He nods in mock understanding. “Ah. I see. So you are a thief, no? Except you have been spying on me for several weeks now.” He purses his lips. “So you are spy-thief.”

Gaby sighs. “I’m a private investigator hired to follow you.” She doesn’t see much point in withholding information from someone like Illya, to be honest, and she finds herself rambling on. “And a bad one at that,” she adds, “considering the fact that I’ve been found out. Actually, I’m unsure as to why I was hired.” She finishes, running her fingers over his papers wistfully.

“Who hired you?” Illya says, abruptly. He’s narrowing his eyes at her, and Gaby throws her hands up before letting them fall to her side.

“I don’t know if I’m allowed to share that information.”

“I have caught you spying in the privacy of my own home.” Illya retorts.

“Well, when you put it that way,” she grumbles. “A man named Napoleon Solo hired me to keep track of your work.”

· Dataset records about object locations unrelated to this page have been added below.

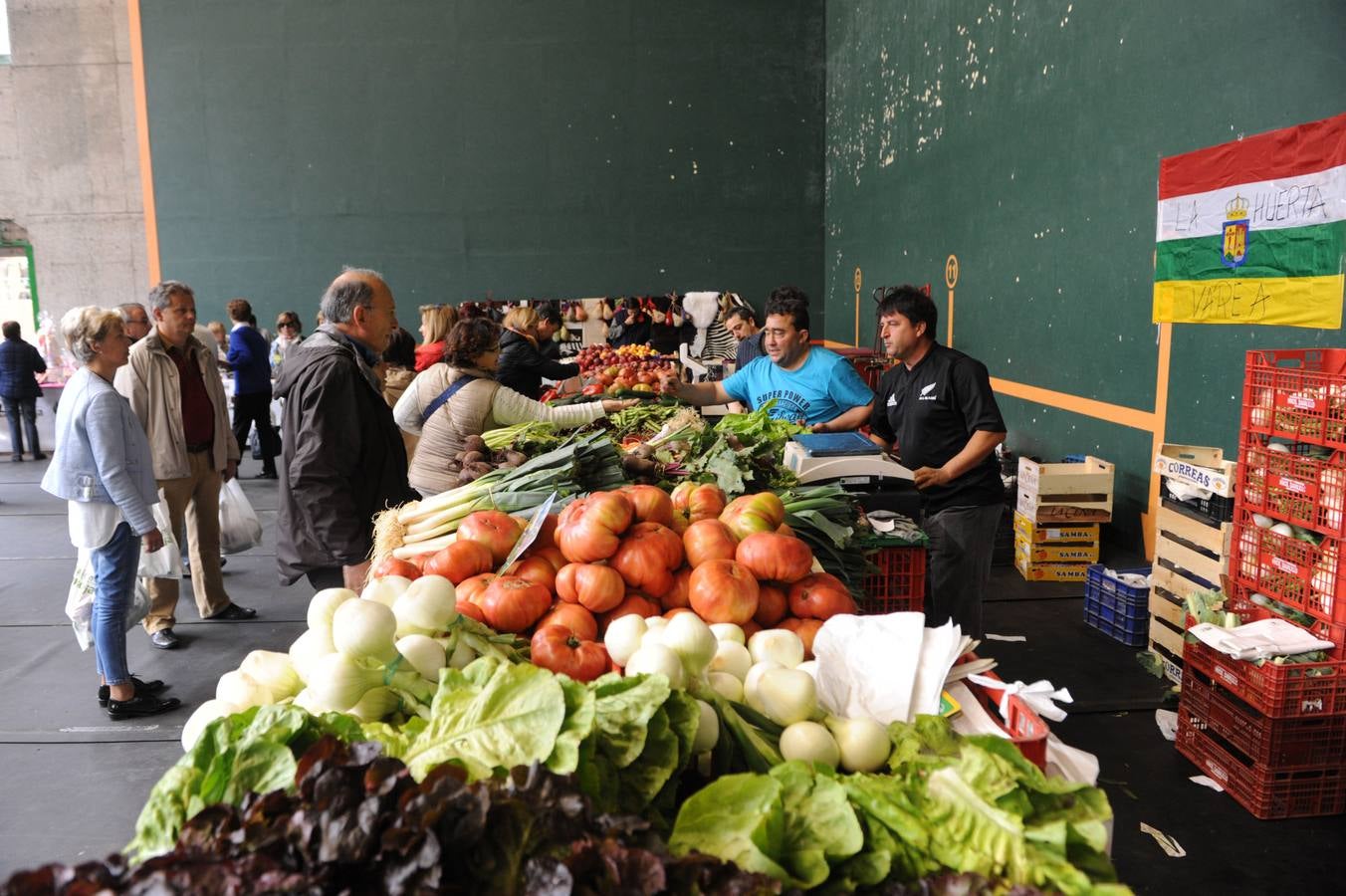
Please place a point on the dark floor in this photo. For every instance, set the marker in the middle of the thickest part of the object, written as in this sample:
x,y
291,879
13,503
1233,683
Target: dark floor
x,y
75,781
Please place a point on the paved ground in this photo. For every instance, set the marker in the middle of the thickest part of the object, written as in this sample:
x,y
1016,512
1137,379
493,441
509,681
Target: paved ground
x,y
73,781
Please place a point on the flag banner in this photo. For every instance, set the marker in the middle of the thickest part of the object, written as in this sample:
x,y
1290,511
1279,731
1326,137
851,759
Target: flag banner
x,y
1253,232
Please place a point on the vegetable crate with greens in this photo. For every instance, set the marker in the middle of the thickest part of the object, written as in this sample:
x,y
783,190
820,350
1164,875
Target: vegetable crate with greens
x,y
1291,563
1303,485
1273,731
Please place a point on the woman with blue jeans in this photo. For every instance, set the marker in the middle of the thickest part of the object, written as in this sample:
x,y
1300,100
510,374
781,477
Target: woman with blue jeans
x,y
104,470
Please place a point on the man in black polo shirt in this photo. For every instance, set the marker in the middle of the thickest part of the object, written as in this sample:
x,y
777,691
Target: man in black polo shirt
x,y
937,412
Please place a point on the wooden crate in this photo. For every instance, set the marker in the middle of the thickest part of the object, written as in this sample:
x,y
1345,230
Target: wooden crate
x,y
1051,494
1196,466
1077,554
1027,531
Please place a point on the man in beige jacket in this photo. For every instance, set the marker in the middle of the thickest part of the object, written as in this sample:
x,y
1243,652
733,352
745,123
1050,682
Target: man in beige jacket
x,y
172,383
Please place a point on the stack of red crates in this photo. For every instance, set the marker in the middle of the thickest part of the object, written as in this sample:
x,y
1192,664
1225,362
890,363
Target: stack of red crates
x,y
1273,736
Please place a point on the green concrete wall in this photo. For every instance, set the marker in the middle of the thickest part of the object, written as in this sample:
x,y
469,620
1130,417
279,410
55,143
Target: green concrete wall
x,y
1024,137
509,148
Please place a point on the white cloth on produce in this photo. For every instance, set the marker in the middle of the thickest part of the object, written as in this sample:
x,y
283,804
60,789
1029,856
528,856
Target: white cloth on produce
x,y
1260,639
880,666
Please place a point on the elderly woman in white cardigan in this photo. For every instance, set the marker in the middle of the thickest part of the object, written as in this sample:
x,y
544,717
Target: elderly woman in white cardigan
x,y
458,398
104,470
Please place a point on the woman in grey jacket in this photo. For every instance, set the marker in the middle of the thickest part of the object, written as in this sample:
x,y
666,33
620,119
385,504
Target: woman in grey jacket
x,y
104,470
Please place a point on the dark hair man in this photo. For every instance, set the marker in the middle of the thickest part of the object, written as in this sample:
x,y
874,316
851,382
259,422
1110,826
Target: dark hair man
x,y
134,322
342,456
172,383
937,409
742,324
251,360
548,325
809,383
19,390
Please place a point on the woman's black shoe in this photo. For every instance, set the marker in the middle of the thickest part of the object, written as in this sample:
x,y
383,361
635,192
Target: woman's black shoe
x,y
140,705
141,688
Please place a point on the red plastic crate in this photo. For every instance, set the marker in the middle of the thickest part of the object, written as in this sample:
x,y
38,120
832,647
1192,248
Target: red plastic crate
x,y
899,582
1293,690
1293,487
1284,743
1293,572
1264,789
1296,394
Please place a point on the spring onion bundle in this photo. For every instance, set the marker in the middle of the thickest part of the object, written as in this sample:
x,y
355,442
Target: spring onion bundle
x,y
584,463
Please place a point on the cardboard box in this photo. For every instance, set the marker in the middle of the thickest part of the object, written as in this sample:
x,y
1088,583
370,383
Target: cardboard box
x,y
1025,529
1077,554
1048,570
1201,467
1059,494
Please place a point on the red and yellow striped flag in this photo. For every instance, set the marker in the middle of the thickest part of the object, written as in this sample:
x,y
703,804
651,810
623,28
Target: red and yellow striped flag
x,y
1253,232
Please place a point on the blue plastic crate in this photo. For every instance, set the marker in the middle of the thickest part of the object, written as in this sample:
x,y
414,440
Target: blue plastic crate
x,y
1116,608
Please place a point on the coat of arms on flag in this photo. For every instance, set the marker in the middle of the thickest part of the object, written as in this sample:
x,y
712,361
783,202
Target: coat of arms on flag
x,y
1254,230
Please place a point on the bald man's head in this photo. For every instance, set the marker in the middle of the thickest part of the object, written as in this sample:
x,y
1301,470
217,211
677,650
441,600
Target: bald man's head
x,y
359,305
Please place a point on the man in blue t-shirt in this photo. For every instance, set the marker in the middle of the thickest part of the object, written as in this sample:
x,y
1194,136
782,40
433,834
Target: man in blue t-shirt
x,y
811,385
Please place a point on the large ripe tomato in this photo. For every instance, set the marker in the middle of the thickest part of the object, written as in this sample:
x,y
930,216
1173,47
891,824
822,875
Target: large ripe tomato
x,y
748,514
680,594
777,558
557,649
820,596
471,611
595,588
647,556
723,590
579,620
393,566
513,604
551,554
772,604
699,501
471,588
708,540
461,561
806,630
650,504
633,603
536,569
589,529
492,528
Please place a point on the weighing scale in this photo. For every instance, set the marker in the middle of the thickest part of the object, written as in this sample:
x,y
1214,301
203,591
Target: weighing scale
x,y
844,458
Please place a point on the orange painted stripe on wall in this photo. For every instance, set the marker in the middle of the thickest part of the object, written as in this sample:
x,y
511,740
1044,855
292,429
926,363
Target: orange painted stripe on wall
x,y
147,180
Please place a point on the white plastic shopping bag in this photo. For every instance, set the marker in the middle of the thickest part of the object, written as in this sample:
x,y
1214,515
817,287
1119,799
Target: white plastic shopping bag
x,y
164,562
80,600
238,525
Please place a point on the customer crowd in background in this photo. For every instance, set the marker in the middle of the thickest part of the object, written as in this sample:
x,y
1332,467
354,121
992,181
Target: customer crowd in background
x,y
365,416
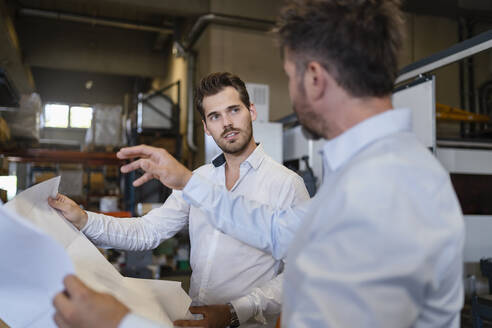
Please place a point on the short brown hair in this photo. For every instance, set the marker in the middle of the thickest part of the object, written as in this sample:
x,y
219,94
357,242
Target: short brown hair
x,y
356,41
215,83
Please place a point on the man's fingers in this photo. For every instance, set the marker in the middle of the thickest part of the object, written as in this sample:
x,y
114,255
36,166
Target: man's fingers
x,y
143,179
60,322
143,163
60,202
63,307
190,323
75,287
135,151
198,309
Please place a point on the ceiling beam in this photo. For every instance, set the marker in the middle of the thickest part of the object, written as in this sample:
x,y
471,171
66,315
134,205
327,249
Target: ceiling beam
x,y
11,56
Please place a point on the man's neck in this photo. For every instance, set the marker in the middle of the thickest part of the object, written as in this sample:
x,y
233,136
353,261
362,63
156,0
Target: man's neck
x,y
233,161
353,111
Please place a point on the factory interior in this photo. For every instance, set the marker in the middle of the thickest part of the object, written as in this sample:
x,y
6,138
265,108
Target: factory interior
x,y
81,79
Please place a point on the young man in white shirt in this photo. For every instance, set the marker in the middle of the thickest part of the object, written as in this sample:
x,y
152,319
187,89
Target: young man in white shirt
x,y
229,277
380,245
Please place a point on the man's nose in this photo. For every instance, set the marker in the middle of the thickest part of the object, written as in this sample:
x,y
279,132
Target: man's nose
x,y
227,121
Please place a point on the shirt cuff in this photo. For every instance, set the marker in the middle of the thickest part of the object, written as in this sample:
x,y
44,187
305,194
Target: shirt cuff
x,y
245,309
89,228
132,320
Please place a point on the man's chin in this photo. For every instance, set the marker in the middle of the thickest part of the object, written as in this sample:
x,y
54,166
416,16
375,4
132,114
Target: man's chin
x,y
310,134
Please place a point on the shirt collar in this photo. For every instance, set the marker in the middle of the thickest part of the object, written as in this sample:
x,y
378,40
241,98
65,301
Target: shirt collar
x,y
341,149
254,159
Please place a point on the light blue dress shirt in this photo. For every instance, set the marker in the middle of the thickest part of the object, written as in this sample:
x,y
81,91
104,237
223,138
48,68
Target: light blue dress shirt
x,y
380,245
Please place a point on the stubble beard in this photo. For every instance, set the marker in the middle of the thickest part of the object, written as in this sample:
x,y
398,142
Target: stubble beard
x,y
236,146
310,121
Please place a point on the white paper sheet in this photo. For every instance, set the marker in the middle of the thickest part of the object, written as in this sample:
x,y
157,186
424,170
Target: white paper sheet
x,y
161,301
32,267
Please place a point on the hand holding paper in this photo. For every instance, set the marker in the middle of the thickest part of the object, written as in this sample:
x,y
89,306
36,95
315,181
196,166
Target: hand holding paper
x,y
70,210
81,307
38,247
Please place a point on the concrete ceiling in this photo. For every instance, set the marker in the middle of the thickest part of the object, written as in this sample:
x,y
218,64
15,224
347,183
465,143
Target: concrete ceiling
x,y
40,42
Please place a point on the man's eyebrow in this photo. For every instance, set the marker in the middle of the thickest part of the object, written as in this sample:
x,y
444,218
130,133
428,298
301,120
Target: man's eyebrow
x,y
211,113
227,108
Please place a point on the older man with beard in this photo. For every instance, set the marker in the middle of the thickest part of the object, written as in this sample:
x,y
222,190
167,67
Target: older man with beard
x,y
381,243
232,283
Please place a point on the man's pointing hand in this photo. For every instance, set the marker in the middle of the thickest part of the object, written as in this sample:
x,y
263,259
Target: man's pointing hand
x,y
157,163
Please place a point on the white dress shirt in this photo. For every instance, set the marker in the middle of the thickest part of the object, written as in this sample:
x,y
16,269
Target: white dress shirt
x,y
224,269
381,243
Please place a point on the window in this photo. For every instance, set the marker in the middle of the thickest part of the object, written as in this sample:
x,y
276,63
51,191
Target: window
x,y
65,116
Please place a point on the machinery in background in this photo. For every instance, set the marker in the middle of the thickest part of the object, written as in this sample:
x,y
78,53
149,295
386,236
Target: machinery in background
x,y
302,154
8,94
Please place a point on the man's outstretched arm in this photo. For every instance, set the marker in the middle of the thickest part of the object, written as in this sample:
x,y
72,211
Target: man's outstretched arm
x,y
253,223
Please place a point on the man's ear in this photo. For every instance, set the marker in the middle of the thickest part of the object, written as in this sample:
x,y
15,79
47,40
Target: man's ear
x,y
253,112
205,127
315,81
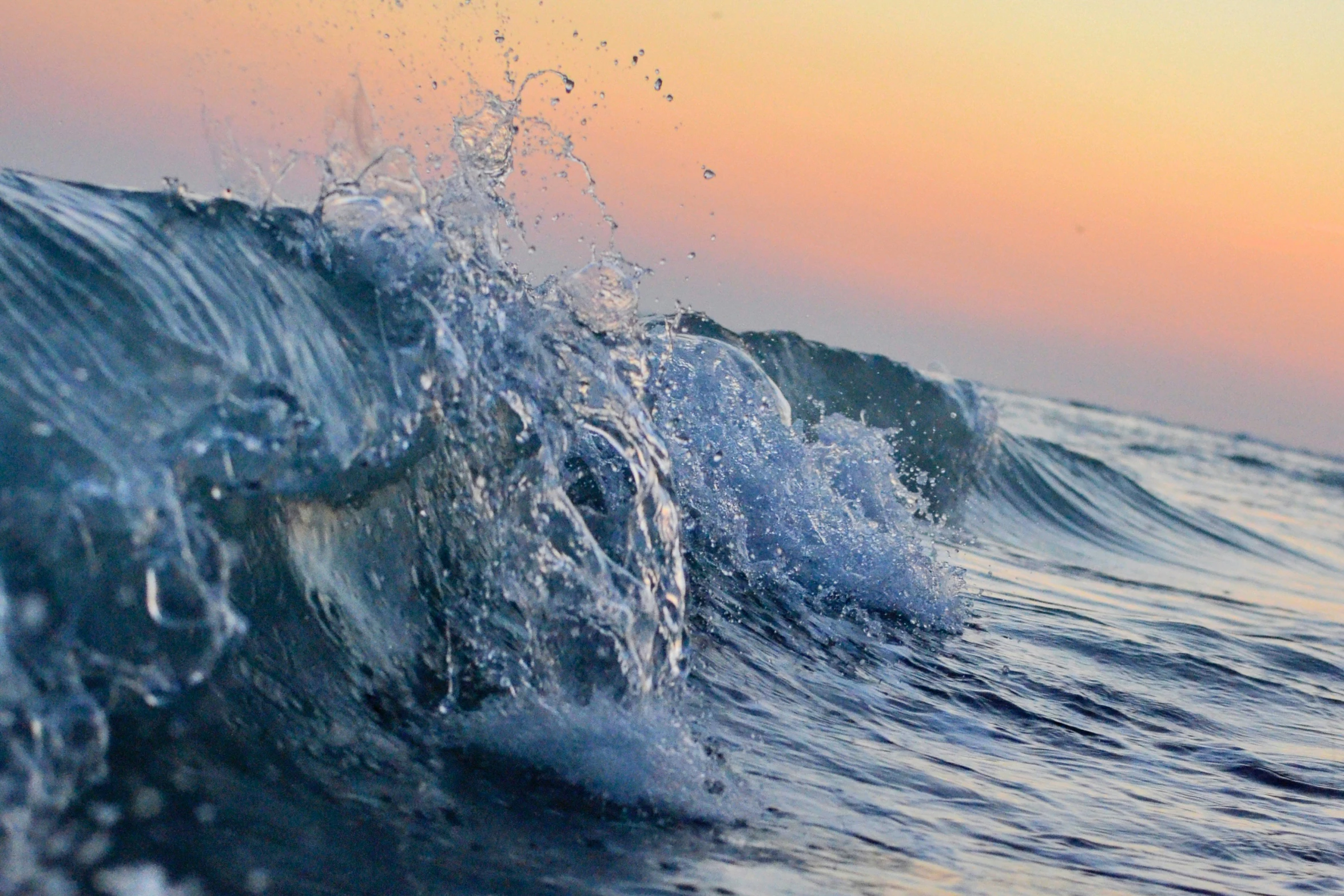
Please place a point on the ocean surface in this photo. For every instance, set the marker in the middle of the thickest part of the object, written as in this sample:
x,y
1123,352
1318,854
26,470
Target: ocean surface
x,y
342,558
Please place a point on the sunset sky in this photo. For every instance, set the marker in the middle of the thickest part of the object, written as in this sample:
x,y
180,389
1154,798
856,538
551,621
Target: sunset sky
x,y
1139,205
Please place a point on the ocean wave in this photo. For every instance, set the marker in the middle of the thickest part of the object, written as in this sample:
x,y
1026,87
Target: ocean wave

Illya’s smug expression falls off his face and is replaced by a long-suffering one. He brings a hand up to his temples and pinches the sides of his forehead.

“You are kidding me.” He says flatly, and Gaby watches him with amusement.

“Nope,” she grins cheerfully. “Is he your nemesis or something? Am I a double agent now?” She says, partly because she’s hoping if she jokes around enough, he’ll forget about the fact that she was, in fact, caught trespassing on private property.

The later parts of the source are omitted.